# So on my steering wheel i see this daily!



## Jolt Rush (Jun 25, 2008)

Any ideas, suggestions or comments on how to go about replacing this scratched up steering wheel emblem.. I wonder how this happened. The car has a clean title, no accidents nso i dont know how the scratches would show up like that!


----------



## lance0206 (Apr 3, 2011)

you can buy a new decal off ebay and slap it over the existing one..


----------



## Jolt Rush (Jun 25, 2008)

lance0206 said:


> you can buy a new decal off ebay and slap it over the existing one..


Is it just a emblem aswell... perhaps I can pry it off and pop a brand new one on there?


----------



## lance0206 (Apr 3, 2011)

Jolt Rush said:


> Is it just a emblem aswell... perhaps I can pry it off and pop a brand new one on there?
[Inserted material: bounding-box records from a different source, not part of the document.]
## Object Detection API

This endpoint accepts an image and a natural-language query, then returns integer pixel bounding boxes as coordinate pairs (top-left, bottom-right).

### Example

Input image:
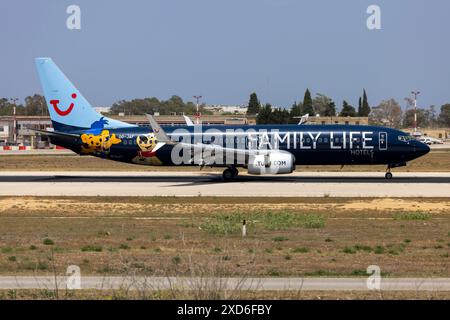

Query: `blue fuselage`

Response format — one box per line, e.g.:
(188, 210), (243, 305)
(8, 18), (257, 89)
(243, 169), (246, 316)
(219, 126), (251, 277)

(51, 125), (430, 166)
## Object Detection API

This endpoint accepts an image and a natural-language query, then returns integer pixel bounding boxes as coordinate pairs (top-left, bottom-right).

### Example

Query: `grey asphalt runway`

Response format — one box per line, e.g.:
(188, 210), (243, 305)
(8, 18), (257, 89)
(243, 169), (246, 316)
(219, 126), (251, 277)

(0, 171), (450, 197)
(0, 276), (450, 291)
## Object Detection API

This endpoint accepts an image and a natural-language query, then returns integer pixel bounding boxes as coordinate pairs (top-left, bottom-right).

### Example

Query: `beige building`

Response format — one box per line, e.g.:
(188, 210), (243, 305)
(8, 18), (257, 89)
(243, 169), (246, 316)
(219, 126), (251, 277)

(403, 128), (450, 140)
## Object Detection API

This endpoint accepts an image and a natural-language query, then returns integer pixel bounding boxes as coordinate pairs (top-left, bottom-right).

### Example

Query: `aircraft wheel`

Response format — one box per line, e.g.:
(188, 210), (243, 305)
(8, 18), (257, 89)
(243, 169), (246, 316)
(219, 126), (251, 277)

(222, 168), (237, 181)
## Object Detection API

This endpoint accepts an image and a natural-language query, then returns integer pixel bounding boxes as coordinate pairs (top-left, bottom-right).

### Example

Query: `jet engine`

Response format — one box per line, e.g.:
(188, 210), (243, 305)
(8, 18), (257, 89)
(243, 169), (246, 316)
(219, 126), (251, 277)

(247, 151), (295, 174)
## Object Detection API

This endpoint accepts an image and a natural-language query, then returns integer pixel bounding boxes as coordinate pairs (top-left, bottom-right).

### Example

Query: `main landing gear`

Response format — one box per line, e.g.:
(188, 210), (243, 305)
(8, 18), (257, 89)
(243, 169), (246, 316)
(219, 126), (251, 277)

(222, 167), (239, 181)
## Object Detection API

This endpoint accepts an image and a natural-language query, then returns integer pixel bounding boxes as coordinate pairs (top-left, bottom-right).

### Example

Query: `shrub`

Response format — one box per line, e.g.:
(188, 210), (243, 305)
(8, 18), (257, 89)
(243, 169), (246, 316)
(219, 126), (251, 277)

(81, 245), (103, 252)
(292, 247), (309, 253)
(42, 238), (55, 246)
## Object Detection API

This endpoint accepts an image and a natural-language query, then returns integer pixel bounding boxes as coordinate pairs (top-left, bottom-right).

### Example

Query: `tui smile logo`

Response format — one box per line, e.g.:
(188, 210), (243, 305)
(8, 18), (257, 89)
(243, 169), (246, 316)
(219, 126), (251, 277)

(50, 93), (77, 117)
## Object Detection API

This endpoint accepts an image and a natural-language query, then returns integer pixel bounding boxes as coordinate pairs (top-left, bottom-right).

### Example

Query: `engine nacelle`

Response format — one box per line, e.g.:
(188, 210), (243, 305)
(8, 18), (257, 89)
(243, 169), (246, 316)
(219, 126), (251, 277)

(247, 151), (295, 174)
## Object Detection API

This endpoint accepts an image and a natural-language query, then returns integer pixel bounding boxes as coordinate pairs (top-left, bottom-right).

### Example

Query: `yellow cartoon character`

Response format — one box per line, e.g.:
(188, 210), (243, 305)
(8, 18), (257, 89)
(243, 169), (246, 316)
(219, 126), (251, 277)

(134, 133), (162, 165)
(81, 130), (122, 154)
I dont believe you can pop it off thats why people put different ones over them


----------



## Jolt Rush (Jun 25, 2008)

lance0206 said:


> I dont believe you can pop it off thats why people put different ones over them


Its so annoying mate


----------



## FACTORYBOOST (Sep 12, 2011)

lance0206 said:


> I dont believe you can pop it off thats why people put different ones over them


Yea it's all part of that airbag assembly.
Maybe with enough patience, adhesive remover and careful prying you may eventually get it off without buggering the whole assembly up, but just get a new decal


----------



## Jolt Rush (Jun 25, 2008)

FACTORYBOOST said:


> Yea it's all part of that airbag assembly.
> Maybe with enough patience, adhesive remover and careful prying you may eventually get it off without buggering the whole assembly up, but just get a new decal


I can't seem the right sized emblem. Please assist!?


----------



## FACTORYBOOST (Sep 12, 2011)

Jolt Rush said:


> I can't seem the right sized emblem. Please assist!?


That I have no idea on, sorry man. 
I just know you can't buy the emblem through VW...


----------



## Jolt Rush (Jun 25, 2008)

FACTORYBOOST said:


> That I have no idea on, sorry man.
> I just know you can't buy the emblem through VW...


Ditto


----------



## tykiers (Nov 12, 2009)

go to junk yard, yank better wheel, install better wheel to your car, done


----------



## Jolt Rush (Jun 25, 2008)

tykiers said:


> go to junk yard, yank better wheel, install better wheel to your car, done


That might work but i want new.


----------